Auf Antrag der SPD hat die Darmstädter Stadtverordnetenversammlung am Donnerstag über die Verkehrspolitik gestritten. Der SPD-Stadtverordnete Tim Huß, der derzeit kommissarischer Vorsitzender des Darmstädter SPD-Unterbezirks ist, sprach zu Beginn der Debatte von einem „Klärungsbedarf in der Verkehrspolitik“. Ihren Antrag hatten Huß und SPD-Fraktionssprecher Michael Siebel mit der Überschrift versehen: „Die Umgehungsstraße ist tot, lang lebe die Umgehungsstraße? Für ein modernes Verkehrskonzept statt Phantomdebatten.“

Huß erinnerte daran, dass die Koalition aus Grünen und CDU die Planung für die umstrittene Nord-Ost-Umfahrung vor einigen Jahren beendet habe.

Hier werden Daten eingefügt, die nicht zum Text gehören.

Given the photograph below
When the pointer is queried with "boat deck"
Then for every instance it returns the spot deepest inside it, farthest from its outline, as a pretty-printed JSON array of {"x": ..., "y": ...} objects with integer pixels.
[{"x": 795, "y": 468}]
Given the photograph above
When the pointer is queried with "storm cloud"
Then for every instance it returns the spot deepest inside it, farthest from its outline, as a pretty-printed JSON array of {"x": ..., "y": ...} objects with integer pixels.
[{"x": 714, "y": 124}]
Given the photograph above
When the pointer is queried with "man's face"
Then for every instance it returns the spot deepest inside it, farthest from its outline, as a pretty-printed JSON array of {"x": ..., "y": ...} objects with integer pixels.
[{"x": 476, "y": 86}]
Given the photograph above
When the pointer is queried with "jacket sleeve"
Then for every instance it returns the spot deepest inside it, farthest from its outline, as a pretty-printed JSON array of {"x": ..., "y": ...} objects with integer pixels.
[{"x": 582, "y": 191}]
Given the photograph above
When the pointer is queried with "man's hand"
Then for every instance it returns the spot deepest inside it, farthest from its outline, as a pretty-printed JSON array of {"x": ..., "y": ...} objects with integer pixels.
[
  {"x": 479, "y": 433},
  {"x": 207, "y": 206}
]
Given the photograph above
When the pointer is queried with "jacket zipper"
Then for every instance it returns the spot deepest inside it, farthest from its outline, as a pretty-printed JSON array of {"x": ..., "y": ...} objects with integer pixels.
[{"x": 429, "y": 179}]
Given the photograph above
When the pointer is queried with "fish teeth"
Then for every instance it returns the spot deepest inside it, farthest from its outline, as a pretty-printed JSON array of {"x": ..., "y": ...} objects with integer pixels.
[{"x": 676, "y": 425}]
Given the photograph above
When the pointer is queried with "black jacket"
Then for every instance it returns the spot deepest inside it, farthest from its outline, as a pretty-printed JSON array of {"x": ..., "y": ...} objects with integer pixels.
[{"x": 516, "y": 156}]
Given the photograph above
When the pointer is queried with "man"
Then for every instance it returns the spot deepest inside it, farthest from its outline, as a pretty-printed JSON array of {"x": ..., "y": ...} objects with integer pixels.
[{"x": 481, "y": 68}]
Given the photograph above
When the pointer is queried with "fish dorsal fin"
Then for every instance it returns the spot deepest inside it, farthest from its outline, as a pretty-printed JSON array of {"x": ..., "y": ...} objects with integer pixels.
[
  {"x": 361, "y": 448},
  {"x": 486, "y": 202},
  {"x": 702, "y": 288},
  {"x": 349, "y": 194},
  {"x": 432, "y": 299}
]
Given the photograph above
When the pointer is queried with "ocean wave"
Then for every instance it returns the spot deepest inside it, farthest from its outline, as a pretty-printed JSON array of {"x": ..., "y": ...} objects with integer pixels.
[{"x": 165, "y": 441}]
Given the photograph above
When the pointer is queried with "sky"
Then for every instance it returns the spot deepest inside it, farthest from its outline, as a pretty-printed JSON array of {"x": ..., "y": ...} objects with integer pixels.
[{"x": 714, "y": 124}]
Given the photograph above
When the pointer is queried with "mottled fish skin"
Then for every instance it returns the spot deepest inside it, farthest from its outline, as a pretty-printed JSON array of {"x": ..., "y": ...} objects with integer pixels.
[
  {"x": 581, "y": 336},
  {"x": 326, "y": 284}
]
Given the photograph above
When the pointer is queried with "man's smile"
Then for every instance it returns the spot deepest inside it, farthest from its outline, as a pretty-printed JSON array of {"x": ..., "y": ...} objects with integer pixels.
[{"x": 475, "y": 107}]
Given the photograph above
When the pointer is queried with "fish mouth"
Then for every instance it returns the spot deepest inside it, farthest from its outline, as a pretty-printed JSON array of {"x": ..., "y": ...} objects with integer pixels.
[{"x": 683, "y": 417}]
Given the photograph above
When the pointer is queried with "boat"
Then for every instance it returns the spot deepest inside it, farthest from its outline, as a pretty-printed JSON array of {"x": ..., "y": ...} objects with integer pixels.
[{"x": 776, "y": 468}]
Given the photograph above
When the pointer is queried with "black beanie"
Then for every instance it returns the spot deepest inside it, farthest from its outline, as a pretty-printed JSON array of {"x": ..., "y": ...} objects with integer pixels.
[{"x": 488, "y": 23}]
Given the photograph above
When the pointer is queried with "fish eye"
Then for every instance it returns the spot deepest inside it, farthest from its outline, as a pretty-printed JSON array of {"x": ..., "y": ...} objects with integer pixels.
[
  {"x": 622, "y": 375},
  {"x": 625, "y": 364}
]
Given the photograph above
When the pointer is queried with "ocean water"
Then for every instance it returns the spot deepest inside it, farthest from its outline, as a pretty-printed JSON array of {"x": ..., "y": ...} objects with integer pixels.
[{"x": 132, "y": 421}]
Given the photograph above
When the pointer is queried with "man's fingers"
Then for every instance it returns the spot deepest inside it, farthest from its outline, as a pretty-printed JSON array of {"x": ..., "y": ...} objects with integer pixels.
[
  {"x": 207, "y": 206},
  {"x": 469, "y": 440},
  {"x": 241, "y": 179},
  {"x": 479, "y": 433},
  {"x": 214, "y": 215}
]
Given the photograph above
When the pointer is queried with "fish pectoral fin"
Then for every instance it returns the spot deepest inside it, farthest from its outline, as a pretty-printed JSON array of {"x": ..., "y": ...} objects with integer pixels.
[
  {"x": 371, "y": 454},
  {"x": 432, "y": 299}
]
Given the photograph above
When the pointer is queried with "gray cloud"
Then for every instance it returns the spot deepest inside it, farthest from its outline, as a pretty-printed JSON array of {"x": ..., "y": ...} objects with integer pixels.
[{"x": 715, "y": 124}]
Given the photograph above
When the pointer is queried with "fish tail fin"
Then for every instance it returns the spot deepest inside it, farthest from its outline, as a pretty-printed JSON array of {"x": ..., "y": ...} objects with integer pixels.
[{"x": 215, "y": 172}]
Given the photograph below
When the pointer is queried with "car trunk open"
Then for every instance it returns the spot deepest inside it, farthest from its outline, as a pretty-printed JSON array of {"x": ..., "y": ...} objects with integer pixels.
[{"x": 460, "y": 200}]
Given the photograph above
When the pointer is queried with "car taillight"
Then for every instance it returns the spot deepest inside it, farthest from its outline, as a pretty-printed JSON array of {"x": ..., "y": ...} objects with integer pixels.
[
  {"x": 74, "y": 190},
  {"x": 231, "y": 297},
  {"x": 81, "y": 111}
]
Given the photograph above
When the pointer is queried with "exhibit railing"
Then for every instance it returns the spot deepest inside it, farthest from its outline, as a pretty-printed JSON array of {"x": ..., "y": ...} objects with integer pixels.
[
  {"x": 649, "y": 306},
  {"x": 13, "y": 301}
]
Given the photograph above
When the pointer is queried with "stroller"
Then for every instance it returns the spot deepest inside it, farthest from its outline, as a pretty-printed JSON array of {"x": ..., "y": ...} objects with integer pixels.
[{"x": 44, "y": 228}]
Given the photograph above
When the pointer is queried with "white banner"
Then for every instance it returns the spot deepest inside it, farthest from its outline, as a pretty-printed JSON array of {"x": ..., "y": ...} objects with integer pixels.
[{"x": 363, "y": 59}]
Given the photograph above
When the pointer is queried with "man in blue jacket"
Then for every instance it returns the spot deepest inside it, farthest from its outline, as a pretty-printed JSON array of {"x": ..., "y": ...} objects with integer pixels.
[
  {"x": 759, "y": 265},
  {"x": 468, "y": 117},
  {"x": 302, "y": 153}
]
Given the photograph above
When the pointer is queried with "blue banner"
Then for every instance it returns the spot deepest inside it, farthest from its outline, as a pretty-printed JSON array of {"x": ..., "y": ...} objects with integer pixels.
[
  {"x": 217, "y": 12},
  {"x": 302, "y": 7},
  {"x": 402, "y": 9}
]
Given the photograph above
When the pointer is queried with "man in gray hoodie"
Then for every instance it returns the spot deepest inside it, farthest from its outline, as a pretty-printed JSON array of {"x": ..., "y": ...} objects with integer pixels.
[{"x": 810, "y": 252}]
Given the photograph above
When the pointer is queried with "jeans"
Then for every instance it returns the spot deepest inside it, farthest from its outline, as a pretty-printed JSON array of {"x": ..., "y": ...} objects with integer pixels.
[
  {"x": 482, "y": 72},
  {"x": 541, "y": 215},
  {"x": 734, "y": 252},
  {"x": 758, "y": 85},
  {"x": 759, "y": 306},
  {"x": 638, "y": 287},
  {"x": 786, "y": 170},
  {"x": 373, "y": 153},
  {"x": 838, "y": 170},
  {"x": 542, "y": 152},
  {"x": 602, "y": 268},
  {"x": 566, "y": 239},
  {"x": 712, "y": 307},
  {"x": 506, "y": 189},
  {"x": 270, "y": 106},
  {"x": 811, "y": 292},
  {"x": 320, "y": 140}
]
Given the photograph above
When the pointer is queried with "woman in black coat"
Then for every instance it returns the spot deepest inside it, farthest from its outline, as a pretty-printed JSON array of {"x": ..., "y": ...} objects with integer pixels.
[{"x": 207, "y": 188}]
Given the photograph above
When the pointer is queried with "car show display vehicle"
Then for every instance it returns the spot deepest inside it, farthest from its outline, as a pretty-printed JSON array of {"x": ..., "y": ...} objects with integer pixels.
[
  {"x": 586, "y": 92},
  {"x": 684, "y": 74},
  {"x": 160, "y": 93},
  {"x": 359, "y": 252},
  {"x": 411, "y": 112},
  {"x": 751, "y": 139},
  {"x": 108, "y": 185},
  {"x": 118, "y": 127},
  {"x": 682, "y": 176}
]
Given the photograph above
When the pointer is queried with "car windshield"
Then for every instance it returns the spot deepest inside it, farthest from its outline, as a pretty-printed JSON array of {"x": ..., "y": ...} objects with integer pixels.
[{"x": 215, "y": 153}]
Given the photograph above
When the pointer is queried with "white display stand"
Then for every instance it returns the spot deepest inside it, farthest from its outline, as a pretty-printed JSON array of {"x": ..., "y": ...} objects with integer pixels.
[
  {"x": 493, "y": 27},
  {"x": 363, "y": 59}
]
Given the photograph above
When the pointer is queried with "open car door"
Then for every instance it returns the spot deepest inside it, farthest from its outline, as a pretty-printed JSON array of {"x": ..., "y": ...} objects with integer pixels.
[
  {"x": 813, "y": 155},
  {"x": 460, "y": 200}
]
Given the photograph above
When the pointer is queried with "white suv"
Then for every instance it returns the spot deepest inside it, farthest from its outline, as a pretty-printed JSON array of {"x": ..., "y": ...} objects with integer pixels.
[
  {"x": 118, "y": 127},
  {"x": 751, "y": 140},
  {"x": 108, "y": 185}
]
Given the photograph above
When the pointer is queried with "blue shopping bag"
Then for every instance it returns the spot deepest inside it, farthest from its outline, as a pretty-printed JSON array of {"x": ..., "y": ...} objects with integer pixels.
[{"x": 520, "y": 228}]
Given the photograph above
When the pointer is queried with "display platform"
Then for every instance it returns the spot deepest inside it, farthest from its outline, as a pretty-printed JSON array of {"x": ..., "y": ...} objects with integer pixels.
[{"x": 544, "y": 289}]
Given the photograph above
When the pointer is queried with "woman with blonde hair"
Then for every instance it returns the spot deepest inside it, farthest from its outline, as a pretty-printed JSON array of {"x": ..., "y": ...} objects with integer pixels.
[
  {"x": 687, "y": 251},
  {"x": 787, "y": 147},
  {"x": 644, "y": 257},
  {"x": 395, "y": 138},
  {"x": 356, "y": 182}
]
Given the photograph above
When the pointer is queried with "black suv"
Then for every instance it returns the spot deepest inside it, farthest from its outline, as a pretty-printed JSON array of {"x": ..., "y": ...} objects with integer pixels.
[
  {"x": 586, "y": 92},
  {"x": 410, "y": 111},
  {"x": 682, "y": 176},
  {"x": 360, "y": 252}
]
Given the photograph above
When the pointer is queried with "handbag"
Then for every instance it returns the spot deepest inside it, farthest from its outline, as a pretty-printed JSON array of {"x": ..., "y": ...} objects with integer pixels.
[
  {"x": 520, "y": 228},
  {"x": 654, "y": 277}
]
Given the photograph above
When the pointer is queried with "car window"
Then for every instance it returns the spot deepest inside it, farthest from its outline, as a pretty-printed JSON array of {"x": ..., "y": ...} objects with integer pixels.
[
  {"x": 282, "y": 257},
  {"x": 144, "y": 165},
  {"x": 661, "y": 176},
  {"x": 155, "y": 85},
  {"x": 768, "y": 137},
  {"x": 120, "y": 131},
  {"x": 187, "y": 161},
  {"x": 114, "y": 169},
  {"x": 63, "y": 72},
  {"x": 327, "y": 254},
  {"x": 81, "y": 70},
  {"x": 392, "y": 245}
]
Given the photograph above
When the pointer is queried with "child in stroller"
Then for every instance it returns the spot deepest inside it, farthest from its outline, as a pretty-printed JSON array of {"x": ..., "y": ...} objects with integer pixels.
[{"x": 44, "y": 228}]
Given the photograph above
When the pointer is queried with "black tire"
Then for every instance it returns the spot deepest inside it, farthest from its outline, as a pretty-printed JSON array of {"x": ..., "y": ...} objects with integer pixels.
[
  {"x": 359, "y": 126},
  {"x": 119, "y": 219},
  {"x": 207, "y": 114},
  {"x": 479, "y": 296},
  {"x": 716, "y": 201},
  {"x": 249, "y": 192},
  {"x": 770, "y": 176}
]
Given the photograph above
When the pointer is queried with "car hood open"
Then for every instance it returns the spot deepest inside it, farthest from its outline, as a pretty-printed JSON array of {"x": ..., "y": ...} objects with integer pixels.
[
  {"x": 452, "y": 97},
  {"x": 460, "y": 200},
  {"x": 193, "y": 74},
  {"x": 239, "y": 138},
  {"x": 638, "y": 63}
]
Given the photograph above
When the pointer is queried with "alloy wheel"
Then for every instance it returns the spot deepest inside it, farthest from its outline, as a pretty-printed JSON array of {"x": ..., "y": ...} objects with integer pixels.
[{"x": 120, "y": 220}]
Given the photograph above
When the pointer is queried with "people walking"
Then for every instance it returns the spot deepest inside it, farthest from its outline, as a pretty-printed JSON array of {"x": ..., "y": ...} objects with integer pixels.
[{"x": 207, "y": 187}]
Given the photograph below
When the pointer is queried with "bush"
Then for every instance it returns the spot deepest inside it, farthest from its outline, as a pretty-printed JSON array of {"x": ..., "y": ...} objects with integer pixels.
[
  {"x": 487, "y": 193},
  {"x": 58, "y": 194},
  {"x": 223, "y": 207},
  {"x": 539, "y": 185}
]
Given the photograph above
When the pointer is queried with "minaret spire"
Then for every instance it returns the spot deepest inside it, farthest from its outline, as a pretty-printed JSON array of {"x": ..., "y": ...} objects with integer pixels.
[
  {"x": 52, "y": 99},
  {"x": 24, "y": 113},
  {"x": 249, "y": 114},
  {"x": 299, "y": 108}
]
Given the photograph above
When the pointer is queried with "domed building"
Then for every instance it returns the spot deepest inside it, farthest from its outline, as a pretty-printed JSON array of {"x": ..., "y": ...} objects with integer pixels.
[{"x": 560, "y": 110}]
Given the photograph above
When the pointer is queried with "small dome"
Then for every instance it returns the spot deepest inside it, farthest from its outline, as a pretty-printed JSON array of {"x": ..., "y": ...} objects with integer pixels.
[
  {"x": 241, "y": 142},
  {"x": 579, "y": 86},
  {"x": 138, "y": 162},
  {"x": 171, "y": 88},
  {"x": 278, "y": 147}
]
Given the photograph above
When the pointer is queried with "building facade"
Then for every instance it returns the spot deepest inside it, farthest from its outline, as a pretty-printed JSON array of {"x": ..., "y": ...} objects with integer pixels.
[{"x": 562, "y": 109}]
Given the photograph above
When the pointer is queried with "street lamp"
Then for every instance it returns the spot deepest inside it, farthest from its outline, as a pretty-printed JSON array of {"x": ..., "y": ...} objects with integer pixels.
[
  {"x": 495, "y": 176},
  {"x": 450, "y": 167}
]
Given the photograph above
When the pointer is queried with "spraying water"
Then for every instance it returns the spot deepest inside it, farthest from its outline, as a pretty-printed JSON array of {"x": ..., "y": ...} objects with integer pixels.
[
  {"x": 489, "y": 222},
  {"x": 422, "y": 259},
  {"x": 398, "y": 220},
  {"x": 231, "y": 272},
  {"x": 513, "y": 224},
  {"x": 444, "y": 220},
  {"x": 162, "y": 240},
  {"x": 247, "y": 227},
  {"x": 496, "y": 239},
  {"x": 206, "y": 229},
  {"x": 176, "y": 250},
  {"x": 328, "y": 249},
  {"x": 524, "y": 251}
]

Allerdings habe Oberbürgermeister Jochen Partsch (Grüne) vor der Oberbürgermeisterwahl 2017 in einer Wahlkampfzeitung einen Tunnel unter dem Oberfeld ins Gespräch gebracht. Partsch äußerte jedoch, er habe damit gegenüber Klaus Peter Schellhaas (SPD), dem Landrat des Landkreises Darmstadt-Dieburg, Kommunikationsbereitschaft signalisieren wollen. Eine Präferenz für eine Umfahrung mit einem Tunnel könne man daraus aber nicht ableiten, äußerte Partsch.

Huß verwies zudem darauf, dass neuerdings auch die CDU wieder über eine Ostumfahrung nachdenke. Ein neues „Mega-Straßenbauprojekt“ löse aber die Verkehrsprobleme in Darmstadt nicht, sagte Huß. Der kommissarische SPD-Parteivorsitzende sprach sich hingegen für einen weiteren Ausbau der Radverkehrsinfrastruktur sowie als Vision für einen kostenfreien öffentlichen Personennahverkehr aus.

Partsch warf Huß vor, selbst eine „Phantomdebatte initiiert“ und „eine Märchenstunde abgehalten“ zu haben. „Die Nord-Ost-Umfahrung ist mausetot“, sagte Partsch. Es gebe derzeit auch keine Planungen, das Straßenprojekt wieder aufleben zu lassen. Partsch warf Huß vor, sich vor dem in einigen Wochen geplanten Unterbezirksparteitag der SPD profilieren zu wollen. Wenn es um konkrete Projekte, wie etwa den Bau einer Straßenbahnlinie oder den Ausbau der Radverkehrsinfrastruktur in der Stadt gehe, dann würden diese Projekte regelmäßig von der SPD abgelehnt, kritisierte Partsch.

Hildegard Förster-Heldmann, die Fraktionsvorsitzende der Grünen, warf der SPD vor, die Möglichkeit, eine „Aktuelle Stunde“ zu beantragen, zu missbrauchen.

CDU-Parteichef Paul Georg Wandrey äußerte, die CDU sehe „die Notwendigkeit für eine Umfahrung“. Es sei notwendig, die Weichen langfristig zu stellen, um die Verkehrssituation in der Stadt zu verbessern. In einem jüngst vorgelegten siebenseitigen Papier spricht sich die CDU neben attraktiven Schienenverbindungen nach Darmstadt dafür aus, gemeinsam mit dem Kreis Darmstadt-Dieburg „erneut an Lösungen für eine Umfahrung von Darmstadt im Osten“ zu arbeiten. Die Nord-Ost-Umgehung sei zwar abgelehnt worden; dies sei aber „kein Grund, die Überlegungen nach anderen Alternativen einzustellen“. Stadt und Landkreis müssten „endlich Hand in Hand arbeiten und die ‚Kleinstaaterei’ einstellen“. Nur gemeinsam könne „ein realistisches Konzept entwickelt werden“, heißt es in der CDU-Vorlage.